Beberapa saat Ilham tertawa sejenak, "hahaha...baiklah, akan aku tepati. Tapi, aku gak janji kalau kamu berulah lagi."
Naya hanya diam.
Disisi lain, Azzam kembali pulang bersama dengan Kaif. Setelah Kaif berhasil menyelamatkan Azzam dari satpam rumah sakit.
"Kita harus cari cara lain." ujar Kaif.
Azzam hanya diam saja. Ia tidak menyangka Naya akan memilih Ilham dibandingkan dirinya. Emangnya kurang apa selama ini dirinya?
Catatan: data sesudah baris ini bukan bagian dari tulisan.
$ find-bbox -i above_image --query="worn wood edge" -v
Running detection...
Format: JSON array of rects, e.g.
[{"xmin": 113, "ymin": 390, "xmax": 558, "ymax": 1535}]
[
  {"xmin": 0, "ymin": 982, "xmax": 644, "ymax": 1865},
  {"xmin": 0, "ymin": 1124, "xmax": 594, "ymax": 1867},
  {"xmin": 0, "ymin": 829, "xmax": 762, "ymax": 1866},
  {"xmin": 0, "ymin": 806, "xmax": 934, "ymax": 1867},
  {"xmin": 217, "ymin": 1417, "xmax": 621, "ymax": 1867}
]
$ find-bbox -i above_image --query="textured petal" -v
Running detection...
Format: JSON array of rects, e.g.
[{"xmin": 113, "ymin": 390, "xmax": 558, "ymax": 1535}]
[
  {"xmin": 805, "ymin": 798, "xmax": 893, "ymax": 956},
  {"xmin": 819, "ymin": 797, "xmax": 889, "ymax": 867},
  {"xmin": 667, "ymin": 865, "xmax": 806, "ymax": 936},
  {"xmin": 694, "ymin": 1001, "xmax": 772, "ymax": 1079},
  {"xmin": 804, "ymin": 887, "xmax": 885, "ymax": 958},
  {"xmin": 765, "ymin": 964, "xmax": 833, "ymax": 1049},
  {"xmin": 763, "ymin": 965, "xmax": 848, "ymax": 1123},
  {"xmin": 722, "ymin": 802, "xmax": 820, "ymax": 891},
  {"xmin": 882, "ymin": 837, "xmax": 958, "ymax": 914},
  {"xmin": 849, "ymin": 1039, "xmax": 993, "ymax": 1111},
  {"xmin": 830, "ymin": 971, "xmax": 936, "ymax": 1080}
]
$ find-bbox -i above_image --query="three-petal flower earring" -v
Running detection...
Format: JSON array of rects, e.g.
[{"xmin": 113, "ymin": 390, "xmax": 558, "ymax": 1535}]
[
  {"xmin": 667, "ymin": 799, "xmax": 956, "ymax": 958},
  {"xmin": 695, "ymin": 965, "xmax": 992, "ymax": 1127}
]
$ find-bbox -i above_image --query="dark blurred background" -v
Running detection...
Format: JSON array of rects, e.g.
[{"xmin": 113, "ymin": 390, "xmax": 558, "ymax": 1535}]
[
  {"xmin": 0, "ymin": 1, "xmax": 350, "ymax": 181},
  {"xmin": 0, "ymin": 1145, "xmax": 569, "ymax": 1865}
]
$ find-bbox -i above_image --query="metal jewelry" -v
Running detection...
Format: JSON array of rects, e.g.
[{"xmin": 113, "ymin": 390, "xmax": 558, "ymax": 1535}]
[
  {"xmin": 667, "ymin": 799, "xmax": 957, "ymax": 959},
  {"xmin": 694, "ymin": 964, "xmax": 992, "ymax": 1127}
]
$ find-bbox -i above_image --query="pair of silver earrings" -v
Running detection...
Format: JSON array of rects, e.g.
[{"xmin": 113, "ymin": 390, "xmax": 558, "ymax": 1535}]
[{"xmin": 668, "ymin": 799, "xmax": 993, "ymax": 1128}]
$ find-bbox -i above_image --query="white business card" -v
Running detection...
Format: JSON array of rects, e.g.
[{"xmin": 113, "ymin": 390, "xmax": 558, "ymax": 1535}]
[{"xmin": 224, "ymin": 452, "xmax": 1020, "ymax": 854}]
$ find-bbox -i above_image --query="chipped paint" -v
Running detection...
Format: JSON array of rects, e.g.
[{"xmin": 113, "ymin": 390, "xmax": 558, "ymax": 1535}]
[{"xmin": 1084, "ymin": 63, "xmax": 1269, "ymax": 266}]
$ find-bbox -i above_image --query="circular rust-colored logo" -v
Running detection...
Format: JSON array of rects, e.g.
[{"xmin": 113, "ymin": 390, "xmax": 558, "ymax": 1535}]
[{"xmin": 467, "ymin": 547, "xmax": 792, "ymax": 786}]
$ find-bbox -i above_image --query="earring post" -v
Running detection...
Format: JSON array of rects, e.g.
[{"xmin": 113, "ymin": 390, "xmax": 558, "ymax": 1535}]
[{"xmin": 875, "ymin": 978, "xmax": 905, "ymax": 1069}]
'Apa kamu udah jatuh cinta padanya, Naya?'
'Kenapa kamu meninggalkanku?'
'Nggak! Nggak akan aku biarkan kamu sama dia. Dia pria gila yang kejam tidak pantas memilih perempuan seperti kamu Naya. Ingat saja, aku akan kembali lagi.' tekad Azzam dalam hati.
•••
Naya kembali ke apartemen milik Ilham. Didalam kamar gelap dan bernuansa maskulin tersebut masih terdapat begitu banyak foto-foto dirinya, masih sama seperti dulu.
Semua foto dirinya dari berbagai sudut. Bahkan, saat dirinya sedang tertidur pulas di kamar kosnya.
Naya sontak kaget.
Jadi selama ini, Ilham juga sudah menyelinap ke dalam kosnya?
Ilham mengetahui maksud dari tatapan Naya.
"Gimana aku hebat, kan. Aku selalu tau dimana pun dirimu, sayang." ujar Ilham yang memeluk Naya dari belakang.
Naya berusaha melepaskan diri. Namun, Ilham malah menarik ujung jilbab segitiga miliknya serta cadar yang ia kenakan.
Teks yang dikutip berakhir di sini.